एषा ब्राह्मी स्थिति: पार्थ नैनां प्राप्य विमुह्यति |
स्थित्वास्यामन्तकालेऽपि ब्रह्मनिर्वाणमृच्छति || 72||
eṣhā brāhmī sthitiḥ pārtha naināṁ prāpya vimuhyati
sthitvāsyām anta-kāle ’pi brahma-nirvāṇam ṛichchhati
eṣhā—such; brāhmī sthitiḥ—state of God-realisation; pārtha—Arjun, the son of Pritha; na—never; enām—this; prāpya—having attained; vimuhyati—is deluded; sthitvā—being established; asyām—in this; anta-kāle—at the hour of death; api—even; brahma-nirvāṇam—liberation from Maya; ṛichchhati—attains
Having obtained this Brahmi state man is not deluded. Being established in this even at the end of life man attains oneness with Brahman (Moksha).
The final goal of Vedanta is set forth here. All the practices – restraint of the senses, mind control, abandoning all ego-centric thoughts and feelings, having no consciousness of me and mine lead to the ultimate union of the individual being with the Supreme Self. The individual who thought of himself, as a separate entity now realises that he is no other than the Self, which is the Reality in himself and in all beings. This is the Brahmi-state. By constant meditation on the Self, the individual being becomes that, even as the worm becomes the bee by contemplating on it deeply and continuously. When the Brahmi-state is reached, all delusions cease, all doubts are cleared. The absolute Truth is realised.

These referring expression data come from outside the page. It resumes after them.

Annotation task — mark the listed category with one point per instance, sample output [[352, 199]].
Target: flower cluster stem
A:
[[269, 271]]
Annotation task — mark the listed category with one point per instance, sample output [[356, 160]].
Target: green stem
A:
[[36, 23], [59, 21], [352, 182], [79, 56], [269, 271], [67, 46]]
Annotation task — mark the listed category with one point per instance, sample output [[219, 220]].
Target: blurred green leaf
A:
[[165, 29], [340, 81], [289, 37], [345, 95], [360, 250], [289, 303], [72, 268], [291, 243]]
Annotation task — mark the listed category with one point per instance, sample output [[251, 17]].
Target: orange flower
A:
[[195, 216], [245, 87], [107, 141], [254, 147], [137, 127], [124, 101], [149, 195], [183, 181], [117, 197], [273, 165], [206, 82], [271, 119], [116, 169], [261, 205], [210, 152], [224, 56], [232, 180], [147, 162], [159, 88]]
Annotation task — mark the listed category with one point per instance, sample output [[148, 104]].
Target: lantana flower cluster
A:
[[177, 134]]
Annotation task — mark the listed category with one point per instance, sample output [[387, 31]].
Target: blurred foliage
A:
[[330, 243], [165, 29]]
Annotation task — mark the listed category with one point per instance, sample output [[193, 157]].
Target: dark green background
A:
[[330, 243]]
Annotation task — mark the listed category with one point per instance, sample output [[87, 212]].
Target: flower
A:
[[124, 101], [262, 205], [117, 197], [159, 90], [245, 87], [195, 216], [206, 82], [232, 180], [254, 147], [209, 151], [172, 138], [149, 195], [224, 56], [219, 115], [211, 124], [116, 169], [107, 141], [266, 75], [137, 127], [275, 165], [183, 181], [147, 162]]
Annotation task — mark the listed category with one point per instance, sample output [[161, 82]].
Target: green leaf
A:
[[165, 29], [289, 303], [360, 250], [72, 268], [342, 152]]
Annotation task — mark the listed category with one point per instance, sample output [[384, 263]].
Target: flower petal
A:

The Lord declares that the sage who has attained this state, will not be subject to delusion at any time thereafter.
Even at the end of life: It does not mean that man attains the Brahmi-state in the last moments of his life. It means that he retains the supreme state even at the end of life. Such a man attains Moksha, the highest state of freedom and bliss. It is not possible to reach that state in the last moments of life if one had not struggled for it through a whole lifetime by performing sadhana. Even in old age, one should retain the memory of the supreme realisation. What is acquired by long practice should be kept fresh in the mind, even in the last moments of one’s life. The body and the mind are weak in old age. So the practice (sadhana) should begin when one is young and strong. The bad tendencies (samskaras) should be gradually eliminated. The mind should be purified and turned towards the Self, and constant meditation on the Self will lead to samadhi, and in samadhi, man realises his oneness with Brahman.
The Lord declares that He should be remembered at all times, not simply at the time of death. Moreover, what one thinks of and practices during a whole lifetime would be in the mind at the last moments. So continuous practice is necessary. No one can say when the end may come. So uninterrupted sadhana should go on from day to day, even from childhood. Then it does not matter when the end comes. He will be ready to face it because he knows the Truth.
So, instead of wasting time in foolish pursuits and vain endeavors, let the seeker start the sadhana at once and realise the Truth.
Question: What is the Brahmi-state?
Answer: Oneness with Brahman, acquired through the conquest of desires, self-control, meditation on Atma, is the Brahmi state.
Question: When should a man possess this state?
Answer: At all times, including the moments of death, man should retain this experience.
Question: What will it lead to?
Answer: The individual being attains Moksha, the state of supreme freedom and bliss.